Running back east into
the old quarter from the Maison Carrée, rue de l'Horloge
leads to the delightful place aux Herbes , with two or three
cafés and bars and a fine twelfth-century house on the
corner of rue de la Madeleine. In the former bishop's palace,
the Musée du Vieux Nîmes (daily 11am-6pm) has displays
of Renaissance furnishings and decor and documents to do with
local history. Opposite, the Cathédrale Notre-Dame-et-St-Castor
sports a handsome sculpted frieze on the west front, illustrating
the story of Adam and Eve, and a pediment inspired by the Maison
Carrée.
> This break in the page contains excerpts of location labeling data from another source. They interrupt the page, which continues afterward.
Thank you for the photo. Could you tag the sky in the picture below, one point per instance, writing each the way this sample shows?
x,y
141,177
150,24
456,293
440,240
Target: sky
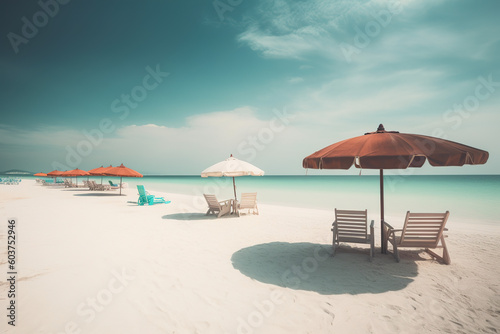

It is practically the only existing medieval building
in town, as most were destroyed in the turmoil that followed
the Michelade, the St Michael's Day massacre of Catholic clergy
and notables by Protestants in 1567. Despite brutal repression
in the wake of the Camisard insurrection of 1702, Nîmes
was, and remains, a doggedly Protestant stronghold. Apart from
that, the cathedral is of little interest, having been seriously
mutilated in the Wars of Religion and significantly altered in
the last century. The author, Alphonse Daudet, was born in its
shadow, as was Jean Nicot - a doctor, no less - who introduced
tobacco into France from Portugal in 1560 and gave his name to the
world's most popular drug.
Banned from public office,
the Protestants put their energy into making money. The results
of their efforts can be seen in the seventeenth- and eighteenth-century
hôtels they built in the streets around the cathedral -
rues de l'Aspic, Chapitre, Dorée and Grande-Rue, among
others. Their church is the serious-looking Grand Temple on boulevard
Amiral-Courbet. On the same street, the Musée Archéologique
and Muséum d´Histoire Naturelle (Tues-Sun 11am-6pm),
housed in a seventeenth-century Jesuit chapel at no. 13, are
full of Roman bits and bobs and stuffed animals. There's another
museum, the Musée des Beaux-Arts , south of the Arènes
in rue de la Cité-Foulc (daily 11am-6pm; 28F/?4.27), which
prides itself on a huge Gallo-Roman mosaic showing the Marriage
of Admetus , but is otherwise pretty ordinary.
The interior of the Hôtel
de Ville , between rue Dorée and rue des Greffes, has
been redesigned by the architect Jean-Michel Wilmotte, combining
high-tech with classical stone. Most of the other major examples
of revolutionary building are out on the southern edge of town:
Jean Nouvel's pseudo-Mississippi-steamboat housing project off
the Arles road behind the gare SNCF , named Nemausus after the
deity of the local spring that gave Nîmes its name; and
the magnificent sports stadium, the Stades des Costières
, by Vittorio Gregotti, close to the autoroute along the continuation
of avenue Jean-Jaurés.
Perhaps the most refreshing
thing you can do while in Nîmes is head out to the Jardin
de la Fontaine , France's first public garden, created in 1750,
northwest of the centre at the top end of avenue Jean-Jaurés.
Behind the formal entrance, where fountains, nymphs and formal
trees enclose the so-called Temple of Diana , steps climb the
steep wooded slope, adorned with grottoes and nooks and artful
streams, to the Tour Magne (daily: July & Aug 9am-7pm; rest
of year 9am-5pm), a 32-metre tower from Augustus' city walls,
with a terrific view out over the surrounding country - as far,
it is claimed, as the Pic du Canigou on the edge of the Pyrenees.
At the foot of the slope flows the gloriously green and shady
Canal de la Fontaine , built to supplement the rather unsteady
supply of water from the fontaine , the Nemausus spring, whose
presence in a dry, limestone landscape gave Nîmes its existence.